小川さゆりさんのYouTube(画像:小川さゆり 元統一教会二世チャンネルより)

 でも、初めてヒアリングに呼んでもらってお願いした時に、議員さんが親身に話を聞いてくれたりとか、その質問に答えてくれたもしくは質問に対して答えたことに肯定的な意見が返ってきた時に、自分の感覚が間違ってなかったんだなっていう安堵感を得ていたように思います。

――さゆりさんとの出会いから現在までを振り返っていただきましたが、小川さんは「宗教」をどういうものだと捉えてますか?

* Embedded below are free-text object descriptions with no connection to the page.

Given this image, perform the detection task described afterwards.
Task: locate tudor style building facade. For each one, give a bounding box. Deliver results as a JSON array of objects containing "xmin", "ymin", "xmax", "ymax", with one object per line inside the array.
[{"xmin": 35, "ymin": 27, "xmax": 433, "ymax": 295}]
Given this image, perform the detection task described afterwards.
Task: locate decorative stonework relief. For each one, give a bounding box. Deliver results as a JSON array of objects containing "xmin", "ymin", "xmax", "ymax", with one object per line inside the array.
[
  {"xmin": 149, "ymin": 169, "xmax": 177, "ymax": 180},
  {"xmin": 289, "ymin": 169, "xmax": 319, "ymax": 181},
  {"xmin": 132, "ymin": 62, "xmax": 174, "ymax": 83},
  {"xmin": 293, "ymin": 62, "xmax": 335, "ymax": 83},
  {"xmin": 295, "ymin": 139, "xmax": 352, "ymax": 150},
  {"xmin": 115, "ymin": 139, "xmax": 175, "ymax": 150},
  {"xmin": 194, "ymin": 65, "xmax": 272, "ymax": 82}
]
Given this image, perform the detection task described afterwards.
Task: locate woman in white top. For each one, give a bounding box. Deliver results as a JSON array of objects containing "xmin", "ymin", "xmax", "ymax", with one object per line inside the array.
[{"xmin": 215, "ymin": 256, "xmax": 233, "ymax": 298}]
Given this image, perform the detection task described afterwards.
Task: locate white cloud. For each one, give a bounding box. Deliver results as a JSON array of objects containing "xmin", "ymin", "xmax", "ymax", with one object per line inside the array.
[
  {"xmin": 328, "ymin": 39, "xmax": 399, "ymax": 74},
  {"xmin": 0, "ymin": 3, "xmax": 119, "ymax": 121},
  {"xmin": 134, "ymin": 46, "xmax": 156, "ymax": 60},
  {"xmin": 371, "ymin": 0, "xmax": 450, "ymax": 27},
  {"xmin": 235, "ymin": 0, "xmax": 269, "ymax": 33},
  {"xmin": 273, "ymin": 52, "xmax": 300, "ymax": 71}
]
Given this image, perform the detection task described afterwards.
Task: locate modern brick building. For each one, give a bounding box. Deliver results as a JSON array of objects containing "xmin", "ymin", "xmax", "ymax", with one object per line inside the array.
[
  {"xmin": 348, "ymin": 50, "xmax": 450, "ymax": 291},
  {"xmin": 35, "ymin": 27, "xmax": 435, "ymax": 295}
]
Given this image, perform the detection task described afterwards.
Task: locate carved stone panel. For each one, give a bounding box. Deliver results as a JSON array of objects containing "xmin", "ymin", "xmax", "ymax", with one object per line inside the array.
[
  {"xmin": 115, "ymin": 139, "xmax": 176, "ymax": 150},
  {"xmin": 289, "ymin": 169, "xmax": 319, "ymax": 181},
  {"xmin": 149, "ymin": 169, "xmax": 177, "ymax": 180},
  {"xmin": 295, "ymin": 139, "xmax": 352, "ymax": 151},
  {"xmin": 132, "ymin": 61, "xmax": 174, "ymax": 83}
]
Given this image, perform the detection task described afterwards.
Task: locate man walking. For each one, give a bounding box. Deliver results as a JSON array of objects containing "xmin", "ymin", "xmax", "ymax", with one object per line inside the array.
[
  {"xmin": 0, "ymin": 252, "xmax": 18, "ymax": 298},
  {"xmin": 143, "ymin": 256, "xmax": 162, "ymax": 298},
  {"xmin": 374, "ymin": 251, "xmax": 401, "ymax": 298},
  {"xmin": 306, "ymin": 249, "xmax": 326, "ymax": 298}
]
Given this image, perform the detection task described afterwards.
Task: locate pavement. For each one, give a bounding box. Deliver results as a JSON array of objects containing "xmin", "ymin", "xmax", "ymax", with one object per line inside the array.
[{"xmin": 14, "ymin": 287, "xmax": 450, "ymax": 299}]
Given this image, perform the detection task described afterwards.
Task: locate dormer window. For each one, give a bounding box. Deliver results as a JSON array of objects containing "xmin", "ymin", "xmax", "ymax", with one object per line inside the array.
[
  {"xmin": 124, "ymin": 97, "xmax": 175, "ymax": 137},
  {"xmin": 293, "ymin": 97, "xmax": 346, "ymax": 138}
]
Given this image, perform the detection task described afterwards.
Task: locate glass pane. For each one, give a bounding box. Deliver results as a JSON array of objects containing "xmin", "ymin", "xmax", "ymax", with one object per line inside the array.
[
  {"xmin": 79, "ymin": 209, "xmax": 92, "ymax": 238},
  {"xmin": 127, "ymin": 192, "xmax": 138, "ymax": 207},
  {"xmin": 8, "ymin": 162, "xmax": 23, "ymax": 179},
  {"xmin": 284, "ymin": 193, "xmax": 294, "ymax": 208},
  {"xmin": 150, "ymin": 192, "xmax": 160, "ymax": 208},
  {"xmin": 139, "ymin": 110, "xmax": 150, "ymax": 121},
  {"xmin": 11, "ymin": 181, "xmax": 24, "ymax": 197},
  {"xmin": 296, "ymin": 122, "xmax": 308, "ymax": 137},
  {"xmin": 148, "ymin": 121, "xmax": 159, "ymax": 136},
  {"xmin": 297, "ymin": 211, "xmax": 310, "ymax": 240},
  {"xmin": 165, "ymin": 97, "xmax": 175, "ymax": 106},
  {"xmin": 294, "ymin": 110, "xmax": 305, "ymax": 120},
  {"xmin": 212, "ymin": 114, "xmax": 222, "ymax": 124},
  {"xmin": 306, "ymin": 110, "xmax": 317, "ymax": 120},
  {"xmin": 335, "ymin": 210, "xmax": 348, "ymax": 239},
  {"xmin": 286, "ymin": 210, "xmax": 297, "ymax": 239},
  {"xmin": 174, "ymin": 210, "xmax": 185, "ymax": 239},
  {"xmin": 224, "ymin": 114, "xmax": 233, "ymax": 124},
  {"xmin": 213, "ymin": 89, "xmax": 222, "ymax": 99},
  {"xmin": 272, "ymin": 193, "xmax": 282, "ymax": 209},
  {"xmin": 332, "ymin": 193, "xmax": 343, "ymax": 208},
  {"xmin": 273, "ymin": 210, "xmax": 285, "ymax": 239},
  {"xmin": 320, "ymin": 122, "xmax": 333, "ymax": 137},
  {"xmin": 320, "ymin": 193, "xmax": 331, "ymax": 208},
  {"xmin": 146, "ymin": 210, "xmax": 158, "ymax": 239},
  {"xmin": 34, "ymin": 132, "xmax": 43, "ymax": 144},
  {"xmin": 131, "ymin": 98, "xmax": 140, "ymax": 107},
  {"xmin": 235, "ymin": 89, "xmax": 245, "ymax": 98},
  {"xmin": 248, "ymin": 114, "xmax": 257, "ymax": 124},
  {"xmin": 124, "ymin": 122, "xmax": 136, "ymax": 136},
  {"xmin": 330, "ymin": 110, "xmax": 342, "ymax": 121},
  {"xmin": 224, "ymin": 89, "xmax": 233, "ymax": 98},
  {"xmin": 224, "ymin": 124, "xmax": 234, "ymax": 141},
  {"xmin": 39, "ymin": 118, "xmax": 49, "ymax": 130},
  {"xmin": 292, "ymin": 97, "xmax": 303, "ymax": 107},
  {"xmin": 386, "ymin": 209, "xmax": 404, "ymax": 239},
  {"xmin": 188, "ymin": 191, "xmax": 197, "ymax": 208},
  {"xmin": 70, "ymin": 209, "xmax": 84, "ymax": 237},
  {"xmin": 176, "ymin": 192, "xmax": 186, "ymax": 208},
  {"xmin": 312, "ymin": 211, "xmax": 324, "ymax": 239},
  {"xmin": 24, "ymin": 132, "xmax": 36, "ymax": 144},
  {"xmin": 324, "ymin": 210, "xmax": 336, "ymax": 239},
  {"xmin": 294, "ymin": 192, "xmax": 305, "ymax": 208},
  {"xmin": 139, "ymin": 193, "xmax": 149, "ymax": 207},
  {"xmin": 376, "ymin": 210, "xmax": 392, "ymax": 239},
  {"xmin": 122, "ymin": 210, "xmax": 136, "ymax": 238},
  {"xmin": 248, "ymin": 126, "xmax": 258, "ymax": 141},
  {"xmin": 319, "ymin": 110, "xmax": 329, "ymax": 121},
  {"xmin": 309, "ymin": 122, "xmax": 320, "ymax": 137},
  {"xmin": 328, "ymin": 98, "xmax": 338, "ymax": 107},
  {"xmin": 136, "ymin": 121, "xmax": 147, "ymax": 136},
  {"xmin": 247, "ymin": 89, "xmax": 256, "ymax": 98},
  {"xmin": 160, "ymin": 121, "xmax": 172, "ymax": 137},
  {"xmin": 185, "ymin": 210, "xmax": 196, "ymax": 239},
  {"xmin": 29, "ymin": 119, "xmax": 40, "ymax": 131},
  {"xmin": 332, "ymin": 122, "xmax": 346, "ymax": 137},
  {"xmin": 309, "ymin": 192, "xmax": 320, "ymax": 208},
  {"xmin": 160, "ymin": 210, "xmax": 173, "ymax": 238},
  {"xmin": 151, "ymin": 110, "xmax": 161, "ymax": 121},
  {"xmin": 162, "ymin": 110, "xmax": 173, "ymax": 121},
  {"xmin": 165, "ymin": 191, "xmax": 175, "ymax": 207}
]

小川 どう答えても正確にはならないと思うんですが、人によって使い方が違いますけれど、人生の目的にするよりは何かの目的のための手段である関係の方が良いんじゃないかなと思います。ただ中には宗教が人生の目的になっている人もいますしそれ自体別に悪いことじゃないんですけど、子どもが必ずしもそれについていけるとは限らない。子どもに対しては、宗教と自分との関係と同じじゃなくて、もう少し客観的な見方で見てあげた方が良いと思いますね。

小川りょうさん ©文藝春秋

 統一教会だけでなく、エホバの証人の2世を見ても結構苦労されている人が大勢いて、これまで見逃されてきた過去があります。メディアもあれだけの被害があっても取り上げてこなかった。僕はその声を拾っていくことこそが本来メディアがやることじゃないかなと思うので、今後もずっと追及してほしいですし、今名前が挙がっていないところについてはむしろ先陣切って取り上げてほしいと願っています。